Sa maîtrise de l’arabe et sa connaissance de la culture locale lui ont permis de s’introduire en Syrie au début de la révolution, en 2011. Il a passé la frontière avec un visa de touriste et s’est rendu à Damas dans le but de rédiger des articles sur les événements en cours. « Autour de la ville, il régnait un chaos total, c’était la guerre, explique Theo. Dans les quartiers au centre, on sentait la peur dans le silence. La tension était palpable. »

En octobre 2012, il est pris en otage par le Jabhat al-Nosra. « Au début je ne me rendais pas compte de ce qui était en train de m’arriver, témoigne-t-il. Je n’arrivais pas à croire que j’étais chez Al-Qaïda. » Chaque jour, il pensait sa dernière heure venue, davantage encore pendant des séances de torture visant à lui faire avouer son appartenance à la CIA. « On était fouetté si on parlait avec d’autres prisonniers, se remémore le journaliste. Parfois, quand ils me tabassaient, j’avais l’impression qu’ils me matraquaient avec des couteaux. » A deux reprises Theo est parvenu à s’échapper, sans qu’aucune de ses tentatives n’aboutisse. La première fois, le journaliste a réussi à se défaire de la menotte qui le liait à son gardien endormi, puis à se faire prendre en stop par un camion qui l’a emmené jusqu’à l’Armée libre syrienne. Celle-ci l’a conduit au tribunal, mais le juge qui s’est occupé de son cas l’a livré à al-Nosra. Passé à tabac, cela ne l’a pas empêché de récidiver. La seconde évasion s’est achevée dans un hôpital dont le gérant était sympathisant de la cause des terroristes. Désespoir et colère, deux sentiments qui atteignent leur paroxysme après l’exécution de James Foley, mise à mort que ses ravisseurs lui font visionner avec une jubilation malsaine. Ce n’est que deux jours après cet événement tragique que Theo Padnos est remis à une délégation américaine à la frontière israélienne et conduit à Tel-Aviv pour quelques temps. Les raisons de cette remise en liberté restent floues : il est probable qu’un gouvernement ait payé la rançon. Theo pense avoir une idée sur la question mais ne souhaite pas s’étendre à ce sujet. « Après ma libération, je n’ai pas dormi pendant trois jours, raconte-t-il, le sourire aux lèvres. Je suis allé me promener sur la plage, dans les rues, c’était incroyable. »

Il ressort de cette expérience extrême plus reconnaissant des privilèges qu’il possède : « Je peux voyager, travailler, j’ai des amis, j’ai ma santé. Je n’ai jamais été aussi heureux dans ma vie. » Cette séquestration laisse des traces – comment pourrait-il en être autrement ? Theo répond pourtant : « J’aime bien être marqué, c’est mon but. Je suis à la recherche de ce qui me marque pour pouvoir exprimer mes expériences sur le papier. »

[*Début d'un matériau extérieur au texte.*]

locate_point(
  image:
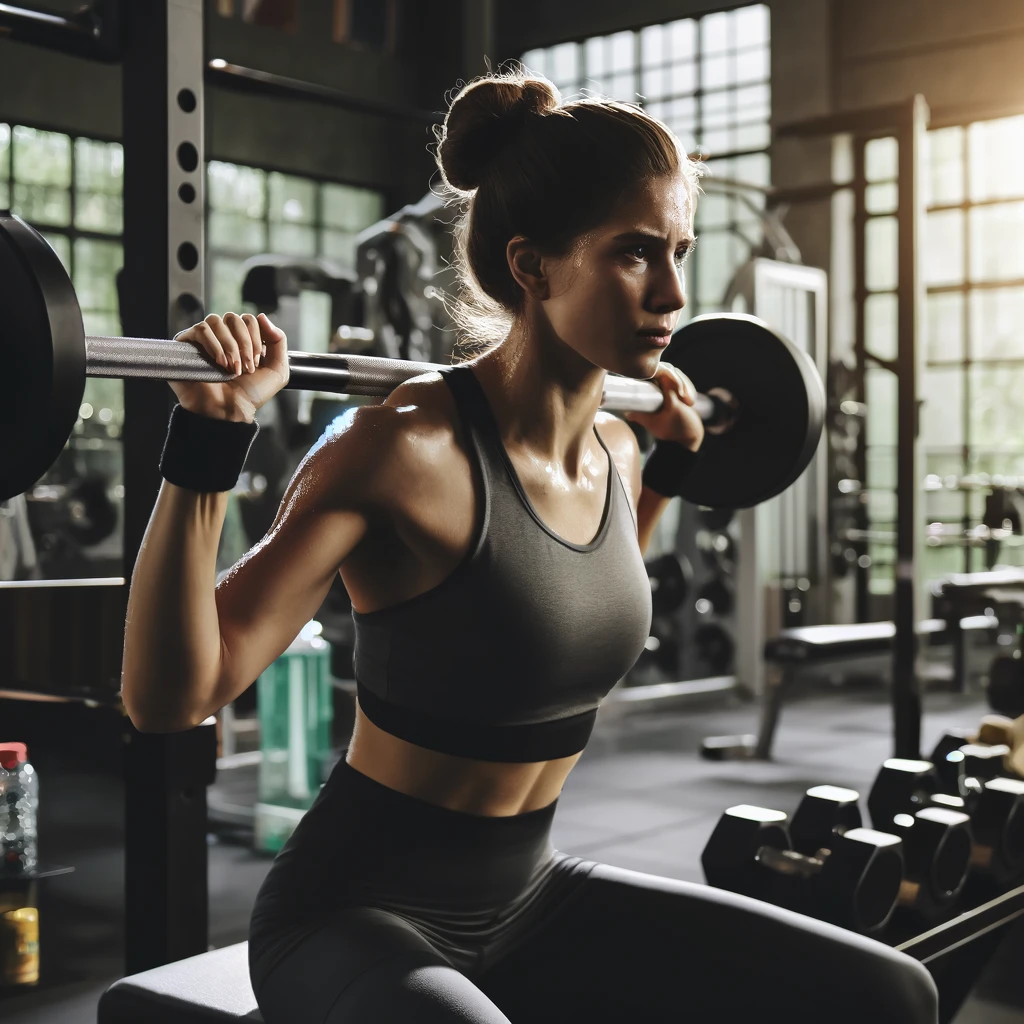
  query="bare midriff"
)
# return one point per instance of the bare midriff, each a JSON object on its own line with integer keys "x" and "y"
{"x": 485, "y": 787}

Intervenant au FIFDH lors du débat sur la propagande djihadiste du 4 mars dernier, il est à même de commenter le sujet. « Dans le désert il y a le danger, la prière, tes amis autour de toi, explique Theo Padnos. Tu es bercé dans les bras de ta communauté. Et puis ceux qui s’occupent de la propagande djihadiste savent parler aux âmes des jeunes, répondre aux désirs d’un jeune musulman. » Ses ravisseurs ont à de multiples reprises tenté de le convertir à l’islam. Theo s’y est toujours refusé, par peur qu’ils saisissent l’occasion de le torturer ou de le condamner à mort s’il ne suivait pas à la lettre la conduite d’un bon musulman. Mais cela ne l’empêche pas de rester très respectueux de l’islam et il ne fait pas d’amalgames : « L’islam, c’est comme un océan, commence-t-il. Tu trouves un tas de poissons là-dedans : il y en a qui fument, il y en a qui boivent, il y en a qui sont stricts : au sein même d’Al-Qaïda il y a différentes conceptions de la religion. »

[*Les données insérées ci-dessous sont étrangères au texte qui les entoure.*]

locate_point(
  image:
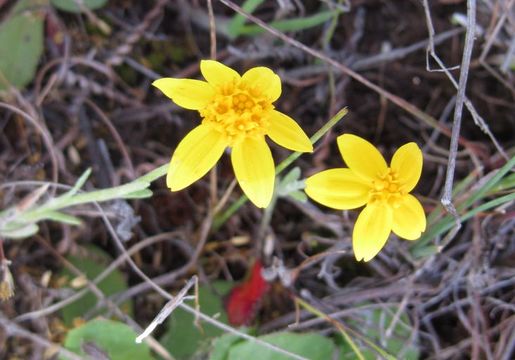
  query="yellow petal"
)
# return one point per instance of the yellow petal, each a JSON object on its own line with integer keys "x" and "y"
{"x": 286, "y": 132}
{"x": 361, "y": 156}
{"x": 217, "y": 73}
{"x": 407, "y": 163}
{"x": 187, "y": 93}
{"x": 338, "y": 189}
{"x": 195, "y": 155}
{"x": 409, "y": 219}
{"x": 265, "y": 80}
{"x": 254, "y": 169}
{"x": 371, "y": 231}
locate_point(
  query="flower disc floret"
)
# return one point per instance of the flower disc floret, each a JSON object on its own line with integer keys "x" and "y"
{"x": 237, "y": 112}
{"x": 383, "y": 189}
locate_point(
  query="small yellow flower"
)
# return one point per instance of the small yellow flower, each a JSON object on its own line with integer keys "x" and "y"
{"x": 384, "y": 190}
{"x": 237, "y": 112}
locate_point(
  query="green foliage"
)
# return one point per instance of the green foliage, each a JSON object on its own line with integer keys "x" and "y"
{"x": 21, "y": 222}
{"x": 183, "y": 338}
{"x": 72, "y": 5}
{"x": 439, "y": 221}
{"x": 21, "y": 43}
{"x": 92, "y": 263}
{"x": 310, "y": 346}
{"x": 236, "y": 27}
{"x": 114, "y": 339}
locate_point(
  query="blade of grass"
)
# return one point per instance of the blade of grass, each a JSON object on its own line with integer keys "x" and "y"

Le journaliste est resté en contact avec des gens en Syrie afin de pouvoir continuer à se tenir au courant et comprendre ce qui se passe sur le terrain. Il envisage de publier un récit qui expliquerait les événements en cours en Syrie et en Irak. « Qu’est-ce que ça veut dire quand toute une société est emportée par la violence ? » interroge Theo. Son but : mettre ce processus sur la page.

Après un silence pensif, c’est avec une spontanéité toute naturelle que Theo change de sujet : « Est-ce que tu fais du jogging ? Le Yémen est mon terrain d’entraînement préféré parce qu’il y a du dénivelé. Le mieux c’est d’aller un peu en dehors des villes. Mais tu peux te faire kidnapper après », rit-il.

Des plans pour le futur ? « Je vais rester à Paris pour l’instant, déclare Theo. Mais j’aimerais apprendre l’italien, alors il se pourrait bien que j’aille à Rome. » Un sourire aux lèvres, il ajoute : « Inch Allah. »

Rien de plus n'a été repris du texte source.